French Beans

french beansSuccessional sowings will provide French beans throughout much of the year. There are several varieties including climbing and dwarf with some of the newer ones having unusually coloured pods.

Soil Preparation
French beans prefer a light soil; therefore if your soil is heavy loosen it up by forking in plenty of organic matter. Dig the ground to a spade’s depth during the previous autumn adding well-rotted manure at the rate of a bucket to the sq. yd. Leave the ground rough, especially if it is heavy, frost and cold winds will ensure that it is friable for alight forking in spring. When you are ready to sow add fish manure with 6 percent potash content at 3 oz. (90g) to the sq. yd. and unless the soil is chalky, give a surface dressing of carbonate of lime at 5 oz. (150g) to the sq.yd.

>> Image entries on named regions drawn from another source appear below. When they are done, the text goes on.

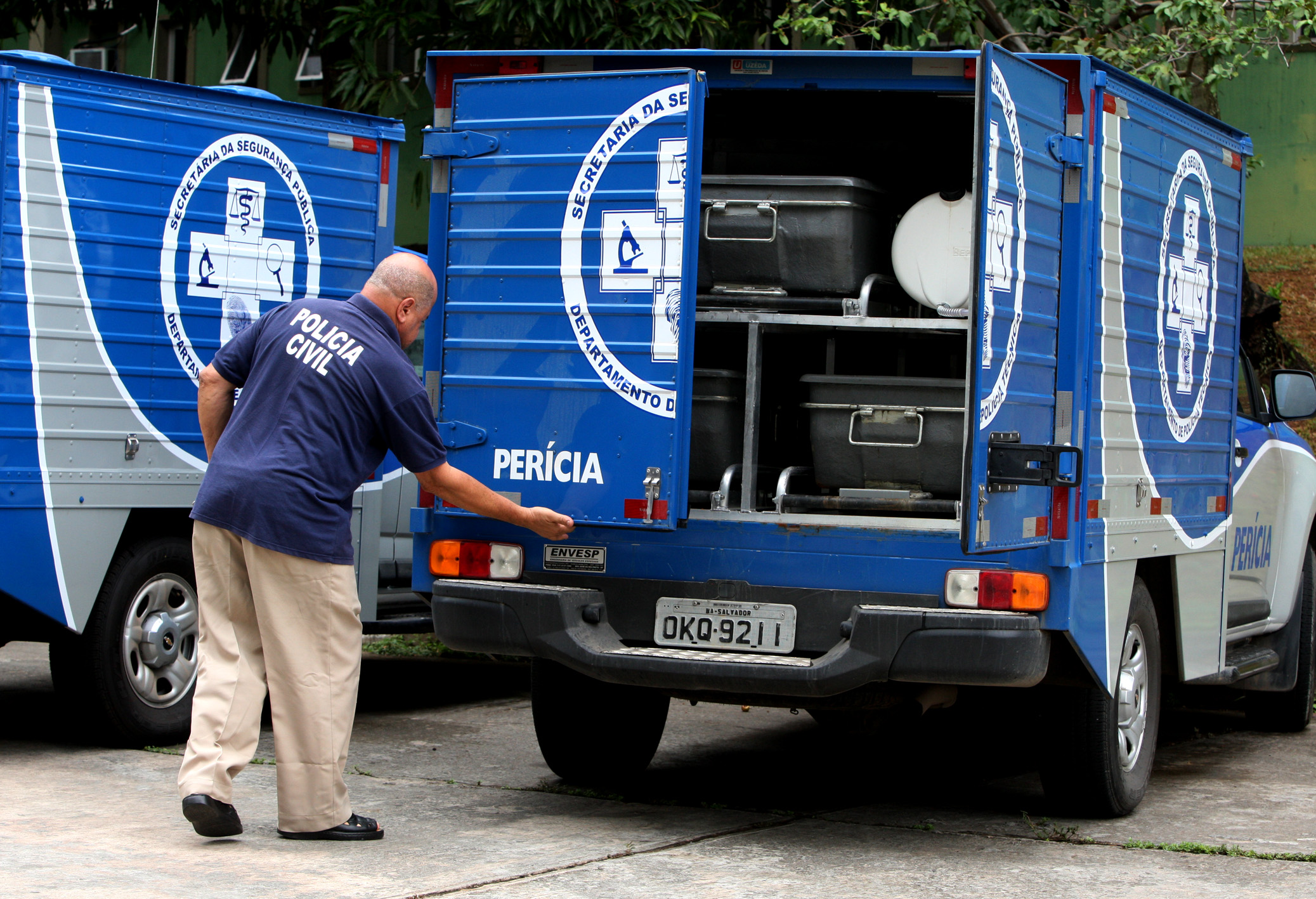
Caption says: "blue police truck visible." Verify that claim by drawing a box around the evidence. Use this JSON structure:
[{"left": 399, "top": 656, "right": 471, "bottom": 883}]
[
  {"left": 0, "top": 51, "right": 418, "bottom": 745},
  {"left": 412, "top": 46, "right": 1316, "bottom": 815}
]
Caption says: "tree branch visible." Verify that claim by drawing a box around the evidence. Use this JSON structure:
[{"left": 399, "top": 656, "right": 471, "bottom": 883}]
[{"left": 978, "top": 0, "right": 1029, "bottom": 53}]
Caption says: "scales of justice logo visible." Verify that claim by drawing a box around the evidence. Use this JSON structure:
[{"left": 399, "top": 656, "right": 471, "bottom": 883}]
[
  {"left": 978, "top": 62, "right": 1028, "bottom": 430},
  {"left": 561, "top": 83, "right": 691, "bottom": 419},
  {"left": 1156, "top": 150, "right": 1218, "bottom": 443},
  {"left": 160, "top": 135, "right": 320, "bottom": 382},
  {"left": 187, "top": 178, "right": 296, "bottom": 346},
  {"left": 599, "top": 138, "right": 686, "bottom": 362}
]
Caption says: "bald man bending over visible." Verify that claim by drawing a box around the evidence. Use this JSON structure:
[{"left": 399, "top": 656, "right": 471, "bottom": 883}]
[{"left": 178, "top": 253, "right": 574, "bottom": 840}]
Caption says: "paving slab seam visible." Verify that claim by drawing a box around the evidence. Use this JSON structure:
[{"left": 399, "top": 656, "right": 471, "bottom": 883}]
[
  {"left": 396, "top": 815, "right": 802, "bottom": 899},
  {"left": 795, "top": 812, "right": 1316, "bottom": 865}
]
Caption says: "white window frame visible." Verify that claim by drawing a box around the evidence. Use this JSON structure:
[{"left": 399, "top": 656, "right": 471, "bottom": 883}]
[
  {"left": 220, "top": 28, "right": 261, "bottom": 84},
  {"left": 292, "top": 32, "right": 325, "bottom": 82}
]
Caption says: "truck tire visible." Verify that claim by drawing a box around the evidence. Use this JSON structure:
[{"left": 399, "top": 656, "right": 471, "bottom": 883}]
[
  {"left": 530, "top": 658, "right": 668, "bottom": 787},
  {"left": 1041, "top": 578, "right": 1161, "bottom": 817},
  {"left": 50, "top": 537, "right": 197, "bottom": 746},
  {"left": 1246, "top": 546, "right": 1316, "bottom": 733}
]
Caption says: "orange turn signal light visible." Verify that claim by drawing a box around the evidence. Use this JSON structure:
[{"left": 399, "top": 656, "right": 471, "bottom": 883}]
[{"left": 429, "top": 540, "right": 462, "bottom": 578}]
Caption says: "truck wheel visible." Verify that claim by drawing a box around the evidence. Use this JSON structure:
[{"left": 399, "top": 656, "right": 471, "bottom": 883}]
[
  {"left": 1041, "top": 578, "right": 1161, "bottom": 817},
  {"left": 1246, "top": 548, "right": 1316, "bottom": 733},
  {"left": 50, "top": 537, "right": 197, "bottom": 746},
  {"left": 530, "top": 658, "right": 668, "bottom": 787}
]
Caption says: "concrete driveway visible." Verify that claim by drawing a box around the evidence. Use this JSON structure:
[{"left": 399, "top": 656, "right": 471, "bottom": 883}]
[{"left": 0, "top": 644, "right": 1316, "bottom": 899}]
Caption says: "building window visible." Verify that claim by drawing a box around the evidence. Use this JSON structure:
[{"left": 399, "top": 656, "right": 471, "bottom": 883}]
[
  {"left": 294, "top": 46, "right": 325, "bottom": 82},
  {"left": 220, "top": 29, "right": 261, "bottom": 84},
  {"left": 160, "top": 22, "right": 187, "bottom": 84}
]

Sow when the ground has warmed up; this is generally around the end of April but can be as late as late May in the north. Wait until there is a dry period as damp conditions are the vegetable’s greatest enemy.

To give straight lines to your rows use a piece of string attached to two pegs, if the string is pulled taut it will give a good guide for the drills. The drills should be 2 in. (50mm) deep with the seeds sown 6 in. (15cm) apart, use the back of a rake to lightly cover the beans completely and firm down. The drills can be either double narrow rows or a wider drill can be dug, about 4 ft. (120cm) wide, the beans placed in this 6 in. (15cm) apart but each bean is placed in a zigzag fashion the first at one side of the drill the next at the other.

Sow a few extra beans at the end of each row, when the seedlings are about 2 in. (50mm) high they can be transplanted to fill up gaps within the rows.
To have continuous cropping of beans, sow seeds at two to three-week intervals until the end of July.

General Care
In windy situations it might be necessary to aid the dwarf beans to stand upright, all this entails is a few busy twigs which are generally termed pea sticks, pushed into the ground to give support so that the plants do not trail on the ground. Alternatively, stout canes can be placed at each end of the row and two or three rows of string tied between them. This is done on each side of the row, the string will support the beans and stop them from falling over.
Climbing beans will need similar support to runner beans in the form of poles, strings or netting.
Keep the ground free from weeds; these will take nutrients out of the land, which should otherwise be used to feeding the crop.

Pick the crop when it is young and tender. Do not allow the pods to produce seed, as this will discourage the plant from cropping again. Beans seem to keep their flavour better if they are picked no more than an hour before they are cooked.